Japan’s Supreme Court says Delaware limited partnerships are corporations for tax purposes

by Masao Yoshimura

The Supreme Court of Japan has ruled that Delaware limited partnerships should be classified as corporations for tax purposes and, as a result, the entities’ partners may not deduct the partnerships’ losses on their tax returns.

The case, decided July 17, is the first Supreme Court decision to establish criteria for foreign entity classification and is of great significance to tax planning for cross-border investment.

In the case, Japanese residents owned limited partnership interests in two partnerships arranged by Commerz Securities Japan that were established under the Delaware Revised Uniform Limited Partnership Act (DERULPA).
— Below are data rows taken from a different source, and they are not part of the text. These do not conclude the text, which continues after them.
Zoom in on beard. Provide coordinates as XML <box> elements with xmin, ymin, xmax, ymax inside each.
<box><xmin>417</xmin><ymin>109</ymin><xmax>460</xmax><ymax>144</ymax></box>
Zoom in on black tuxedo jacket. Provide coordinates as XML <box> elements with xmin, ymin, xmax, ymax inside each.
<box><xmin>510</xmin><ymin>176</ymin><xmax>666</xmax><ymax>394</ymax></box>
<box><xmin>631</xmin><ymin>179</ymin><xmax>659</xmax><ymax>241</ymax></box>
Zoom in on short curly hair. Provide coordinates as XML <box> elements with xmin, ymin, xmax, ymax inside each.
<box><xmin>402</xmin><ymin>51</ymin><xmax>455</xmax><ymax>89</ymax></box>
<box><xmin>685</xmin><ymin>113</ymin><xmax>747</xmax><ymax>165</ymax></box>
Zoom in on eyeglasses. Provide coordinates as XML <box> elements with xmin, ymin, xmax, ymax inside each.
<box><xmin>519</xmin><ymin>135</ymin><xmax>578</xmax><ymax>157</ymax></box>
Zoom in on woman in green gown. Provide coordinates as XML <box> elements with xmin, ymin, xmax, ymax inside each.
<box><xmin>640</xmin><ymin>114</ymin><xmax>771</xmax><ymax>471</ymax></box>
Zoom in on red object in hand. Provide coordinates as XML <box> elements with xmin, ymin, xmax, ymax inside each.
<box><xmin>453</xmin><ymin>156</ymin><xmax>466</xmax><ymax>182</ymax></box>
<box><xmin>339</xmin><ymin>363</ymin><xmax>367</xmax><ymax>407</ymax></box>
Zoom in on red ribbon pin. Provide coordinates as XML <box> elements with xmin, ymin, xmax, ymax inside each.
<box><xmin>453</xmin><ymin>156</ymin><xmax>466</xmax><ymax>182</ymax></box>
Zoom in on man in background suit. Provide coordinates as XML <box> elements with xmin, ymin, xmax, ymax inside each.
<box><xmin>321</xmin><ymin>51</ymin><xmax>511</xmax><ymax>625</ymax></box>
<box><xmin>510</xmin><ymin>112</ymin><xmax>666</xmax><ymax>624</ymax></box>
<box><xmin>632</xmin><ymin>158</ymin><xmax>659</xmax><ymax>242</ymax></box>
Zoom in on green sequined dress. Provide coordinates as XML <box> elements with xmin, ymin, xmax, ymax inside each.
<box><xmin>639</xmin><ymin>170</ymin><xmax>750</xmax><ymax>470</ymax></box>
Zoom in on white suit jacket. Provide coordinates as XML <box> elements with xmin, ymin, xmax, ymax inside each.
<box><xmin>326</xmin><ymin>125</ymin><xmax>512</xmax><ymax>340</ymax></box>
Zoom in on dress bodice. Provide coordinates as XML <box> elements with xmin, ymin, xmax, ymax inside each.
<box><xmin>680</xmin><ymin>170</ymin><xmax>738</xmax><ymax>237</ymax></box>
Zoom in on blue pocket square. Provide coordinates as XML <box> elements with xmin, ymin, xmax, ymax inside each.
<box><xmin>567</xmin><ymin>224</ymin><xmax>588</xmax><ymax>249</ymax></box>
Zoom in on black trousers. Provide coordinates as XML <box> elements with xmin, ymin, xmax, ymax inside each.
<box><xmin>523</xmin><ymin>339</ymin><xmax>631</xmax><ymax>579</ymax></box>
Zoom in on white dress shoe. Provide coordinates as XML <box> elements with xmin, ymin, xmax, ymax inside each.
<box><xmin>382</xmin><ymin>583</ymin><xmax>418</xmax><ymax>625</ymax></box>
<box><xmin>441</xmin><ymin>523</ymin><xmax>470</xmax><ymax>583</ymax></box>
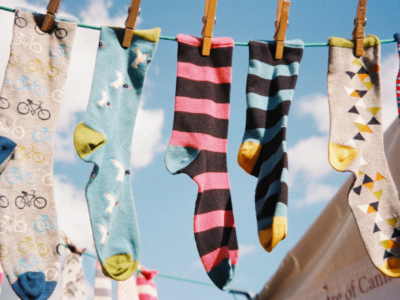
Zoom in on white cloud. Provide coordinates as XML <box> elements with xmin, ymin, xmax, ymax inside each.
<box><xmin>298</xmin><ymin>93</ymin><xmax>330</xmax><ymax>133</ymax></box>
<box><xmin>294</xmin><ymin>182</ymin><xmax>338</xmax><ymax>207</ymax></box>
<box><xmin>239</xmin><ymin>244</ymin><xmax>257</xmax><ymax>257</ymax></box>
<box><xmin>380</xmin><ymin>53</ymin><xmax>398</xmax><ymax>131</ymax></box>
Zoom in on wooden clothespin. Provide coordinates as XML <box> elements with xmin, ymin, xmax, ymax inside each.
<box><xmin>60</xmin><ymin>231</ymin><xmax>86</xmax><ymax>255</ymax></box>
<box><xmin>274</xmin><ymin>0</ymin><xmax>291</xmax><ymax>60</ymax></box>
<box><xmin>352</xmin><ymin>0</ymin><xmax>367</xmax><ymax>57</ymax></box>
<box><xmin>123</xmin><ymin>0</ymin><xmax>142</xmax><ymax>48</ymax></box>
<box><xmin>201</xmin><ymin>0</ymin><xmax>218</xmax><ymax>56</ymax></box>
<box><xmin>41</xmin><ymin>0</ymin><xmax>62</xmax><ymax>32</ymax></box>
Both partnerships invested US real estate.

The partners reported huge paper losses on their income taxes, claiming depreciation and other costs associated with the investments.

However, Japan’s National Tax Agency (NTA) contested the deductions, claiming that the limited partnerships should be treated as corporations whose losses cannot be directly allocated among the members for tax purposes.
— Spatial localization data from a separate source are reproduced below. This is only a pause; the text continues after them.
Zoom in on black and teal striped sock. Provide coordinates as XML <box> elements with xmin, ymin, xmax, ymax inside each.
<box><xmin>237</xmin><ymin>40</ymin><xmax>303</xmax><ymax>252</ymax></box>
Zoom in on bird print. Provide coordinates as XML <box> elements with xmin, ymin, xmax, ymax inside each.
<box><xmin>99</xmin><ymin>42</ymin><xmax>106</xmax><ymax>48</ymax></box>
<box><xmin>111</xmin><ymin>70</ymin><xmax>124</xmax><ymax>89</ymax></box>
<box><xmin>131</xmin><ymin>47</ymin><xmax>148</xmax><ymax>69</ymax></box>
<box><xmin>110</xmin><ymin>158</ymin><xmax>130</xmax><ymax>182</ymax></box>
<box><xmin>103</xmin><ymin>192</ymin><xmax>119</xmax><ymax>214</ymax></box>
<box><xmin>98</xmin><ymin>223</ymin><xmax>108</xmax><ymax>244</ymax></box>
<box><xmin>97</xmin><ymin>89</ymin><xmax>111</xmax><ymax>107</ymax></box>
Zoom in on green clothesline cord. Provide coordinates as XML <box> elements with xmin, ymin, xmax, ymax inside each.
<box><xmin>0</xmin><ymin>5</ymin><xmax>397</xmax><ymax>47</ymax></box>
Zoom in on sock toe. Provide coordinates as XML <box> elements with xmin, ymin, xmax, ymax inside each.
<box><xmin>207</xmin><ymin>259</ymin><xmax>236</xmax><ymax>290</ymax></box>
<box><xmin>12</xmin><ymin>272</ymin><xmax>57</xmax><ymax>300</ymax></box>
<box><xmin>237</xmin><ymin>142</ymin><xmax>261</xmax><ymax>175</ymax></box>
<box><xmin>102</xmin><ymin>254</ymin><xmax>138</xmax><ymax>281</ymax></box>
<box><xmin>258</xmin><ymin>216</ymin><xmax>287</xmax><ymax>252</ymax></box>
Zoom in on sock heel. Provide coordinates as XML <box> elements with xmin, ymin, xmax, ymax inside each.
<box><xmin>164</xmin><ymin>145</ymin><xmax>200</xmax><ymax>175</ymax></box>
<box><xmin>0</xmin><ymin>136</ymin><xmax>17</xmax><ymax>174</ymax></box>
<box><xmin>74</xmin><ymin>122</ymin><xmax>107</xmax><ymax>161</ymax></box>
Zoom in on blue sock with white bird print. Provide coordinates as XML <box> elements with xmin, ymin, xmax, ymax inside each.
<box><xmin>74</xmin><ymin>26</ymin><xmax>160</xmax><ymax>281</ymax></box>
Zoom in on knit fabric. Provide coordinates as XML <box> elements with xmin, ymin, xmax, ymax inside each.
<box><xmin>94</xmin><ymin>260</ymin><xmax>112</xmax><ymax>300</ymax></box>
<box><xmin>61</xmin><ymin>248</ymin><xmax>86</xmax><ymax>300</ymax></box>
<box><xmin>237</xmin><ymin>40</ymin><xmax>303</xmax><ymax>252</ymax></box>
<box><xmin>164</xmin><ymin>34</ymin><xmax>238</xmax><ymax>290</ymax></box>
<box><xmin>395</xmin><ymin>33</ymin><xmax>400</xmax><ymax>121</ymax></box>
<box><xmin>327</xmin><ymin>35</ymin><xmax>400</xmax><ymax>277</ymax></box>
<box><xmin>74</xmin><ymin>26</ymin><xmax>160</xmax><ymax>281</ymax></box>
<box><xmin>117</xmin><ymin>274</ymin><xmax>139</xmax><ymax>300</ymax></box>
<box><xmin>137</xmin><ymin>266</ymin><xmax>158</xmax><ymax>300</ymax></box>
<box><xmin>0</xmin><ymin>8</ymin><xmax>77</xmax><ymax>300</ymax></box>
The dispute reached the Supreme Court, which has agreed with the NTA, concluding that the Delaware partnerships at issue should be treated as corporations.
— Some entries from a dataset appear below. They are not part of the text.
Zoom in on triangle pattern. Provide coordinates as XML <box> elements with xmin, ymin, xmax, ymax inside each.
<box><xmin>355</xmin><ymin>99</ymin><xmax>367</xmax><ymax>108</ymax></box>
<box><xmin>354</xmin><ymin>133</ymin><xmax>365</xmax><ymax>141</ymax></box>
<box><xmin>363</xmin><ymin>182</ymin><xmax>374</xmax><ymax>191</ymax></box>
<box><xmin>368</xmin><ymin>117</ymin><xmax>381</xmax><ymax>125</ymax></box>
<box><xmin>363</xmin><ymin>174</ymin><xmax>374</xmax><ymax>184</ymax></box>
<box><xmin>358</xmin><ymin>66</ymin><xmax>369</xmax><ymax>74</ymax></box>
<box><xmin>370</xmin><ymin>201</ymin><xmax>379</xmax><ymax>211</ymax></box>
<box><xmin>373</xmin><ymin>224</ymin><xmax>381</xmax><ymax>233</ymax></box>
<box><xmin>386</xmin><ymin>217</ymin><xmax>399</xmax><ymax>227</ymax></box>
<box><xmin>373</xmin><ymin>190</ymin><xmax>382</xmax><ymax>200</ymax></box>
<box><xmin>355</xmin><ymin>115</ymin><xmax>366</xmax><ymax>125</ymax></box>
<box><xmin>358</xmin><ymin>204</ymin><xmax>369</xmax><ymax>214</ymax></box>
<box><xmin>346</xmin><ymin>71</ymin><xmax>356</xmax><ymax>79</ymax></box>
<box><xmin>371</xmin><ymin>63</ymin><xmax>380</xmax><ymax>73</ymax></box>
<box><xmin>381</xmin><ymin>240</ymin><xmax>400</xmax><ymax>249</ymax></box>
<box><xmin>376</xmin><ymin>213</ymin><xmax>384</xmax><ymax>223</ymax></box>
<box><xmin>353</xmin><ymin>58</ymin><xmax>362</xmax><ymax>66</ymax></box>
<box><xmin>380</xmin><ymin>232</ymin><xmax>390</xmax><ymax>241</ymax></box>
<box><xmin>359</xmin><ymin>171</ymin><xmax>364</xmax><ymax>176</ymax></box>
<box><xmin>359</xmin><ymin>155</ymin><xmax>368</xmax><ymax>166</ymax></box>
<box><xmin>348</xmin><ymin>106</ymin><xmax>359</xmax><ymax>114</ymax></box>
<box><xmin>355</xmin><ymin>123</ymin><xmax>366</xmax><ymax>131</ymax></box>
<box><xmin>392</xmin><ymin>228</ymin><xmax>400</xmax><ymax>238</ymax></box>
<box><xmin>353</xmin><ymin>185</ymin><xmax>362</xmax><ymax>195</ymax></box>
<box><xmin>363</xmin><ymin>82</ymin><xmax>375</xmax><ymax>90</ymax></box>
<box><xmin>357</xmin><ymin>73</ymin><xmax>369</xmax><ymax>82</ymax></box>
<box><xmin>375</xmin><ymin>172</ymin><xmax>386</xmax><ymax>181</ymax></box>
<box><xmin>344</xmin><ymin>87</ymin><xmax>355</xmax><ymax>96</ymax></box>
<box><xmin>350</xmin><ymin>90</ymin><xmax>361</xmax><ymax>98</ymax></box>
In reaching its decision, the Supreme Court noted that Japan’s Corporate Tax Act and (Individual) Income Tax Act do not provide a statutory definition of a foreign corporation.

The Court said that to determine if an entity is a corporation, one must determine if the entity has the legal attributes of a separate taxpayer, focusing on the entity’s legal relationships and the rights and obligations associated with the entity’s activities.

The Court said first question is whether the entity is clearly defined by the law of incorporation as a corporation, or other type of body corporate equivalent to a Japanese corporation, or as just an aggregate of the members.

If the entity is clearly defined, the classification should be respected, the Court said.

Otherwise, the relevant test is whether the entity can separately have a proprietary interest in its assets and be liable for the debts and obligations incurred as a result of its legal acts under the law of incorporation, the Court said.

Applying these criteria, the Supreme Court noted that while DERULPA regards a limited partnership as a “separate legal entity” under sec. 201(b), no provisions define that as a “body corporate.” So, the Supreme Court did not find a clear definition for entity classification in DERULPA.

The Court then concluded that the Delaware partnerships should be treated as corporations because DERULPA provides, in section 106, that a limited partnership may exercise powers and privileges as are necessary or convenient to the conduct, promotion, or attainment of the business and because it further provides, in section 701, that a partner has no interest in specific partnership property.

— Masao Yoshimura is an Associate Professor of Tax Law at Hitotsubashi University’s Graduate School of International Corporate Strategy in Tokyo, Japan, where he focuses on corporate and international tax.